A group of physicians is challenging the scientific validity of the milk industry's claim that its products help people lose weight. The physicians argue that the assertion is based primarily on the clinical research of one scientist who is financed by the Dairy Council, and General Mills. The group, the Physicians Committee for Responsible Medicine, has filed petitions with the Federal Trade Commission and FDA claiming that the association between dairy products and weight loss is false and misleading.
The research concludes that a person will not lose weight by merely drinking more milk. The research was done on people who ate 500 fewer calories a day than they would normally and that dairy was a supplemental aid in weight loss and body fat reduction.
Another dairy group, the International Dairy Foods Association (IDFA), stands by the research done by the Dairy Council and General Mills. "We are extremely conservative and careful in the claims we suggest," said IDFA spokesperson Susan Ruland. "We spent years looking at what was going on in the science and what was fair to say."

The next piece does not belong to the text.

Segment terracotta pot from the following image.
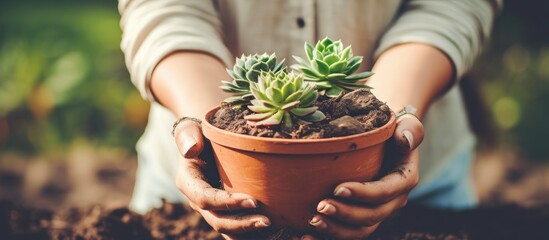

The two published clinical trials listed on the Dairy Council's Web site were led by Michael Zemel, the director of the Nutrition Institute at the University of Tennessee. Dr. Zemel has disclosed that these studies were financed either by the National Dairy Council or General Mills, but he says they had no say over the results.
Meanwhile, the Physicians Committee for Responsible Medicine has been characterized as a "fringe group" that promotes vegetarianism. Dr. Neal Barnard, president of the physicians committee, says his group does advocate "a plant-based diet" and has long believed that milk is not healthy, but he says these facts should not detract from the substance of the group's petition.